1) First, you are getting all the course details, the student acquired.
$sql = "SELECT S.id, S.course_period_id, CP.title
FROM schedule AS S
LEFT JOIN course_periods AS CP
ON S.course_period_id = CP.course_period_id
WHERE STUDENT_ID = '$_SESSION[student_id]'";
$result = mysql_query($sql);
You got the resultant array now.
2) Need to loop into it, to get the data
echo '<select onchange="javascript: showTeacherInfo();" id="sel_courseList">';
echo '<option value="0">Choose Course</option>';
while ($row = mysql_fetch_array($result)) {
echo '<option value="' . $row['title'] . '">' . $row['title'] . '</option>';
}
echo '</select>';
Drop down is ready now.
3) Now, time to write javascript method, where we will do the AJAX call to get teacher's info.

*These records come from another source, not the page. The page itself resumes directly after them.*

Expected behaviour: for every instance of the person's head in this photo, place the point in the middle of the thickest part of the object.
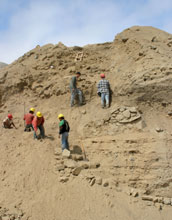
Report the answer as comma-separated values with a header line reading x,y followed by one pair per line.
x,y
78,74
39,115
10,116
60,117
31,110
102,75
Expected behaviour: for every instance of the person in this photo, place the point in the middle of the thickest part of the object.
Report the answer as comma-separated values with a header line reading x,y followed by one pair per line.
x,y
38,122
104,90
74,90
28,119
63,131
8,122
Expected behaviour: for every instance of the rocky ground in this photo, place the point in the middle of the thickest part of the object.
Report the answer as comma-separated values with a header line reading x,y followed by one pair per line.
x,y
119,166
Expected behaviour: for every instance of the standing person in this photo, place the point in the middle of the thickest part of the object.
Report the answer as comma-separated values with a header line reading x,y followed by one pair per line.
x,y
38,122
8,122
74,90
28,119
103,90
63,131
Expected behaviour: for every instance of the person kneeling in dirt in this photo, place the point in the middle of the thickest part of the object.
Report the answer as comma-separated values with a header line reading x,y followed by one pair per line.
x,y
104,91
28,120
63,131
38,122
8,122
74,90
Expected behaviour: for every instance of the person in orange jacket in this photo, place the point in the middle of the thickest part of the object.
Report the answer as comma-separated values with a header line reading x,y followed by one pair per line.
x,y
28,119
8,122
38,122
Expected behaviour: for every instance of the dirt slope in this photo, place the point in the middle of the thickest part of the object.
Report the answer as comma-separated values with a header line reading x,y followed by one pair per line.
x,y
128,146
2,65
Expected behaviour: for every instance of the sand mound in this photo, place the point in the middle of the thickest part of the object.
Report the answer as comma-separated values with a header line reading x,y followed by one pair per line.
x,y
128,146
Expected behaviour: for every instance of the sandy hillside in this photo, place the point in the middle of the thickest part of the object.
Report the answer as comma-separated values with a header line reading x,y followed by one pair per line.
x,y
2,65
127,174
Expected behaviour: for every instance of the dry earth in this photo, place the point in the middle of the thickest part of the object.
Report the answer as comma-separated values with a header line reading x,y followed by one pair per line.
x,y
127,174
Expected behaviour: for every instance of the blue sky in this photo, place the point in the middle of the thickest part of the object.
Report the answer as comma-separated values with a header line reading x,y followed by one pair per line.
x,y
27,23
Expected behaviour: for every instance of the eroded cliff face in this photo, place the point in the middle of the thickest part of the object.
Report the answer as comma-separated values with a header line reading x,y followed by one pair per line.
x,y
128,146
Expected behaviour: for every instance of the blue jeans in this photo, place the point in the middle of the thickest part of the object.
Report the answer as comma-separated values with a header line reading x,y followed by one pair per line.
x,y
104,97
28,127
64,141
42,132
74,93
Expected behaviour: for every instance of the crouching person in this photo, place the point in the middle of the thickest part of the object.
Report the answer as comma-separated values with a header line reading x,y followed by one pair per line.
x,y
8,122
28,120
38,122
64,132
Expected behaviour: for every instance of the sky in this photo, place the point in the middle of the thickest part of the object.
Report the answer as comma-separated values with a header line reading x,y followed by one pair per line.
x,y
24,24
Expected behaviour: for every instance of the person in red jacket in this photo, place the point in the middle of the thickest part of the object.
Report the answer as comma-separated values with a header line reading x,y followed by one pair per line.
x,y
28,119
8,122
38,122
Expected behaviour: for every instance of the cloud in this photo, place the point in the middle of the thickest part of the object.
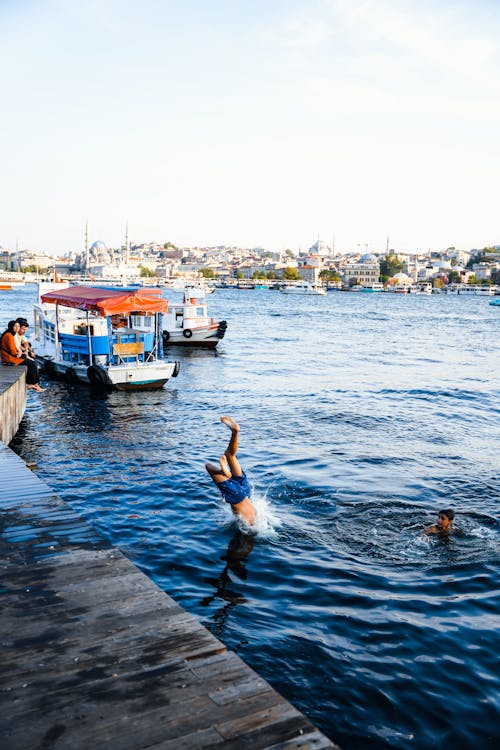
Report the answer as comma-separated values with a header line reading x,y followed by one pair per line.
x,y
301,31
433,33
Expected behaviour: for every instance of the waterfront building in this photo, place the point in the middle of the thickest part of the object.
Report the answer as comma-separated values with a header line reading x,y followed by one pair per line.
x,y
365,272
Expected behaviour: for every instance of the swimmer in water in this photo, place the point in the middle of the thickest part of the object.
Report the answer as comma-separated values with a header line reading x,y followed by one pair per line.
x,y
444,526
230,477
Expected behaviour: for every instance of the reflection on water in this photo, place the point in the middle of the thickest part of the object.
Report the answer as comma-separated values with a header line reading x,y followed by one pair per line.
x,y
362,416
238,549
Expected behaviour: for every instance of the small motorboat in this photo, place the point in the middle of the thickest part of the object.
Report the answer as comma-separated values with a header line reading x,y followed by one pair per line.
x,y
187,323
107,338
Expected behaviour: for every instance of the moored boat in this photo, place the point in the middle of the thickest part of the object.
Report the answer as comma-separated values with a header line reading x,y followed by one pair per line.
x,y
187,323
303,287
107,338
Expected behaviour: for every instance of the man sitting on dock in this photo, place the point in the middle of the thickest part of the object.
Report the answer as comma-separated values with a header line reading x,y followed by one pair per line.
x,y
230,477
12,356
444,525
21,340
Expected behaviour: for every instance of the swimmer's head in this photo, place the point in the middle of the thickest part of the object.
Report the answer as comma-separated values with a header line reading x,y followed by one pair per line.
x,y
445,518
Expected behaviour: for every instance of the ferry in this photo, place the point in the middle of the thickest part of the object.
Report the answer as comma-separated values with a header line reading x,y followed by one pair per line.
x,y
302,287
187,323
110,339
375,286
481,290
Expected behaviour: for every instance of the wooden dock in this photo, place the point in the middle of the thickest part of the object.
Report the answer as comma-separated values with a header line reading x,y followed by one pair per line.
x,y
95,655
12,401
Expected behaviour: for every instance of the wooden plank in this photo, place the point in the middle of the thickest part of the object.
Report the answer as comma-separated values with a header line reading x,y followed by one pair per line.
x,y
95,655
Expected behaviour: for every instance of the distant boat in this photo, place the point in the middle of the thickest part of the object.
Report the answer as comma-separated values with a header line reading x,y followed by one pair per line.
x,y
107,338
187,323
303,287
376,286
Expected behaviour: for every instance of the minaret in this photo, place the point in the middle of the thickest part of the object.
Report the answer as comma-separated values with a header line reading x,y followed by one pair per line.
x,y
87,256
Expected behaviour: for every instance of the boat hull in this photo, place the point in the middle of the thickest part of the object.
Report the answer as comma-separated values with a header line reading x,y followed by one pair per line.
x,y
121,377
205,336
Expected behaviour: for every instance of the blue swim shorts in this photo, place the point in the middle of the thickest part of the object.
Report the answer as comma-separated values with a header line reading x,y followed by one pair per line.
x,y
235,490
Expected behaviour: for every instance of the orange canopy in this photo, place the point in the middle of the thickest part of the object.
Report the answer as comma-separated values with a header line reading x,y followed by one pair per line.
x,y
105,301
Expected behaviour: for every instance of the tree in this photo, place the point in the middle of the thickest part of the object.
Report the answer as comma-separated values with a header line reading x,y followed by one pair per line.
x,y
291,274
389,267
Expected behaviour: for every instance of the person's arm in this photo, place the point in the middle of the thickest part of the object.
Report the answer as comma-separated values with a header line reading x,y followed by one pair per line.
x,y
431,529
9,346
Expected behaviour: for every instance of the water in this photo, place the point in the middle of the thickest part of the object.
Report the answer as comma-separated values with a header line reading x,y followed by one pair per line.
x,y
361,416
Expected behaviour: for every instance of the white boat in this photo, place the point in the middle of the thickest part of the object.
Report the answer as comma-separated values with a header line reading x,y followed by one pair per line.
x,y
10,281
375,286
425,288
107,338
479,290
302,287
187,323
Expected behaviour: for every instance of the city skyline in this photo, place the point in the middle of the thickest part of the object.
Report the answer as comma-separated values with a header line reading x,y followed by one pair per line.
x,y
218,123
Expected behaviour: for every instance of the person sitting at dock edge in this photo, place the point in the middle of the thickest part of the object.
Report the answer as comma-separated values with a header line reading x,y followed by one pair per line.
x,y
22,342
230,477
12,356
444,523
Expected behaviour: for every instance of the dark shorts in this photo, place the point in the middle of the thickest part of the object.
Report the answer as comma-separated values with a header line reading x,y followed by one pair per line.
x,y
235,490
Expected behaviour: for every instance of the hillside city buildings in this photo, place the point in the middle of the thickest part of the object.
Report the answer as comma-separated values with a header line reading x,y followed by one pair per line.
x,y
228,264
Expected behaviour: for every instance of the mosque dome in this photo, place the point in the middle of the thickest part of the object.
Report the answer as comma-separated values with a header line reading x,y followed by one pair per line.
x,y
100,252
445,265
98,247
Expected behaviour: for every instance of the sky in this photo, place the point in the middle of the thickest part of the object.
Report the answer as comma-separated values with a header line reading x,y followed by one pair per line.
x,y
256,123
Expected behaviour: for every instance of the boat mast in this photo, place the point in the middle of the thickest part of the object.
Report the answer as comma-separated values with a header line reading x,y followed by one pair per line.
x,y
127,246
87,256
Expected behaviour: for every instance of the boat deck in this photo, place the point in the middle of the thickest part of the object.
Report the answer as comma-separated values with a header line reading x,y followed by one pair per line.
x,y
95,655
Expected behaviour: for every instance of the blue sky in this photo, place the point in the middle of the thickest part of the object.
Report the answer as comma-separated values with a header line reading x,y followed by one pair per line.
x,y
251,123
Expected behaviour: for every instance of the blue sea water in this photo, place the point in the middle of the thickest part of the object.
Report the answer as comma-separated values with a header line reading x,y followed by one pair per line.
x,y
362,416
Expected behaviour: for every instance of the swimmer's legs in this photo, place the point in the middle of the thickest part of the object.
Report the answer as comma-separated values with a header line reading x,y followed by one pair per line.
x,y
232,447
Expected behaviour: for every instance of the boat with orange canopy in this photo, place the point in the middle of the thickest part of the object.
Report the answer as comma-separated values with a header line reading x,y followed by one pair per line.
x,y
108,338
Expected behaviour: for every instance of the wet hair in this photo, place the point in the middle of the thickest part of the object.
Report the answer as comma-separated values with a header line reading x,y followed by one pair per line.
x,y
448,512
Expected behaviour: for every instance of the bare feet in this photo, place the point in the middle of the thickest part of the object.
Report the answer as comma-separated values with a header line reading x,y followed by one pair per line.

function showTeacherInfo() {
var courseTitle = $('#sel_courseList :selected').val();
var url = 'teachers_info.php';
$.post(url,
{
courseTitle: courseTitle
},
function(data) {
}
);
}
We are done with the AJAX call.
4) Let's go to teachers_info.php file.
if(isset($_POST['courseTitle']) && !empty($_POST['courseTitle'])) {
$courseTitle = $_POST['courseTitle'];
$sql = "SELECT S.first_name, S.last_name, S.phone, S.email
FROM course_periods AS CP
INNER JOIN staff AS S
ON CP.teacher_id = S.staff_id
WHERE CP.title= '$courseTitle'";
$result = mysql_query($sql);
$teacher_details = mysql_fetch_row($result);
$teacher_first_name = $teacher_details[0];
$teacher_last_name = $teacher_details[1];
$teacher_phone = $teacher_details[2];
$teacher_email = $teacher_details[3];
}
Hopefully, the above code will work for you. Though we have many ways and can say better way to fix your problem, I have chosen the simplest way.
Please let me know, if you are still finding any issue. Thanks and all the best :)